French President says PSA job cut plan is not acceptable
July 14, 2012 10:34 CET
UPDATED: July 14 20:20 CET
PARIS (Bloomberg) -- President Francois Hollande said PSA/Peugeot-Citroen's decision to close a factory and cut an additional 8,000 jobs is unacceptable and that he will lean on Europe's second-biggest carmaker to renegotiate the plan.
PSA will shut the first auto plant in France in 20 years and cut a total of 14,000 jobs in an effort to stem widening operating losses, CEO Philippe Varin said July 12.
The French state can't be "indifferent" to PSA's decision and the government will press the company to amend the plan while considering measures to bolster sales of cars made by local automakers, Hollande said Saturday on national television.
Peugeot, which announced 6,000 job cuts last year, delayed the jobs announcement by several months until after the elections, he said.
"The plan in the current state is not acceptable,
it won't be accepted," Hollande said.
Peugeot will stop production at its 39-year-old factory in Aulnay, on the outskirts of Paris, in 2014 and focus the building of small cars at a nearby plant in Poissy,
it has said. The Paris-based company will also lower production at a plant in Rennes to slash operational costs.
Peugeot's Aulnay plant could continue to exist as an industrial site, Hollande said.
PSA is not the only firm making cuts. Air France-KLM Group is eliminating more than 5,000 slots. Drugmaker Sanofi may reduce staff by more than 2,000. Economists say more mass firings are likely as growth grinds to a halt.
"There's going to be an avalanche of job cuts and the expectations of public opinion are huge," said Jerome Fouquet, a director of pollster Ifop in Paris, who says that unemployment is the top concern among voters. "This puts the government in a very difficult position."
PSA CEO Philippe Varin said in an interview on RTL radio Saturday that he was ready to "open the books" to the government to show French labor costs are too high. Another round of car-scrapping incentives isn't the answer, Varin said.
No growth
The French economy, Europe's second biggest, failed to grow in the first three months of the year. The Bank of France estimates that
it probably shrank in the second quarter for the first time since 2009.
The number of people looking for work in France was 2.92 million in May, more than at any time since 1999. The unemployment rate is 10 percent.
"What's happening at PSA doesn't take us by surprise," Hollande said in an interview published by French newspaper Le Monde. "
It's not up to me to call a meeting at the Elysee Palace," his residence and office. "
It's the role of the concerned ministers to be socially involved."
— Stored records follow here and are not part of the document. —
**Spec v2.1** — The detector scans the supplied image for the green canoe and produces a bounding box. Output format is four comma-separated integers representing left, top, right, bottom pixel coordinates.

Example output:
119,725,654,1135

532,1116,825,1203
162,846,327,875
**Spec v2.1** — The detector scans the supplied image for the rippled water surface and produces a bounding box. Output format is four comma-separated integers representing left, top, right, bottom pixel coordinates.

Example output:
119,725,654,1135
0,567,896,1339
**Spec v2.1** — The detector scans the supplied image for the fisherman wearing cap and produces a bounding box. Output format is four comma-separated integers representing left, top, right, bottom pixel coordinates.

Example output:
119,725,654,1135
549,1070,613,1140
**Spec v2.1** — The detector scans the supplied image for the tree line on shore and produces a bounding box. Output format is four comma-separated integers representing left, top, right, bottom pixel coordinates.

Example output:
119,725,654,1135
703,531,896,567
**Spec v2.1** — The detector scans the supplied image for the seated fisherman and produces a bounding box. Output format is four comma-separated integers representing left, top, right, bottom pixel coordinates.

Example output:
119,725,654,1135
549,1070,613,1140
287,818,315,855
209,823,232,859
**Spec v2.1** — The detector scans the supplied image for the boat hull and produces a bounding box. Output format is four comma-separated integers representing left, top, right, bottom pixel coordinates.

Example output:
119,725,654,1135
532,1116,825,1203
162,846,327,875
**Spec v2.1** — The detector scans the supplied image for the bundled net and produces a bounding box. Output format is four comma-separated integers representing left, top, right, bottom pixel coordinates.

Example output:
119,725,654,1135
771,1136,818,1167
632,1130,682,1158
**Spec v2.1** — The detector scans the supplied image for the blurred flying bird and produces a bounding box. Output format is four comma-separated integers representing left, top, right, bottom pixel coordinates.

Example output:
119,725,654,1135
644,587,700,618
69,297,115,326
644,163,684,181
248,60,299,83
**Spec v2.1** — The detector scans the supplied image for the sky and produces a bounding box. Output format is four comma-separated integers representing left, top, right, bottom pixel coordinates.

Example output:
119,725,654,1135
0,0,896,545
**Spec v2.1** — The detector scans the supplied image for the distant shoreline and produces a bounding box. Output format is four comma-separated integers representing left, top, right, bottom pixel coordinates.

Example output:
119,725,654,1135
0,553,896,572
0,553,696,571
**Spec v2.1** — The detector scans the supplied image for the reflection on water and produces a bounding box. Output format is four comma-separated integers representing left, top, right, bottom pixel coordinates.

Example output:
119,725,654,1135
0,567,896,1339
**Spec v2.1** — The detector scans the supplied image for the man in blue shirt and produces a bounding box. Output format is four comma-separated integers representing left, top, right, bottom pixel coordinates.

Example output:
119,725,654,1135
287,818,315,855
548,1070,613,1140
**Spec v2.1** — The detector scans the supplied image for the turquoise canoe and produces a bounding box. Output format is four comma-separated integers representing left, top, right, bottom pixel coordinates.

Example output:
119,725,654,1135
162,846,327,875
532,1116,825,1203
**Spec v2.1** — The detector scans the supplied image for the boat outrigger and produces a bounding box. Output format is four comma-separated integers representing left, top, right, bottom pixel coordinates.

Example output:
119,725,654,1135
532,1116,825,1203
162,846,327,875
The job losses expose French voters to the economic hammer that has already fallen on their southern neighbors in Spain -- where almost a quarter of the work force is unemployed -- as well as bailed-out economies in Greece, Ireland and Portugal.
Declining support
Support for Hollande, who took office on May 15, has dropped 7 points in the past month to 56 percent, according to an Ifop poll published July 11. The survey of 1,005 voters has a margin of error of about 3 percentage points.
"President Hollande needed this like he needed a hole in the head," said Nicholas Spiro of Spiro Sovereign Strategy in London. "There's already mounting pressure on the government to pursue more business-friendly policies. This is not going to help matters."
The CGT union at the Aulnay factory that Peugeot plans to close has called on the government to intervene. Industry Minister Arnaud Montebourg said the government doesn't "accept the plan as
it is."
Prime Minister Jean-Marc Ayrault called the closing and work force reductions a "true shock." Still, any attempt to block the cuts in the short term may backfire, economists and executives said.
"France has to remember that
it's in a globalized world and
it has competitors," said Frederic Gonand, a professor of economics at Paris Dauphine University and former finance ministry official. "The government shouldn't do things that will discourage investment."
Sales slump
PSA, Renault, France's No. 2 carmaker, and Italy's Fiat S.p.A. have posted the biggest sales declines this year in Europe, where PSA expects the market to contract 8 percent.
Moody's Investors Service in March was the last of the three main credit-reporting companies to cut PSA's debt rating to junk.
"Peugeot is struggling with the power of Volkswagen, especially on the credit side, as VW benefits from lower costs of financing," said Kristina Church, a Barclays analyst in London with an "underweight/neutral" rating on its shares. "More importantly, Peugeot still has an issue with overcapacity and is in a worse position than Renault."
Peugeot's first-half deliveries slumped 13 percent compared with a 10 percent increase at Volkswagen AG's namesake brand in the period. VW is Europe's largest automaker.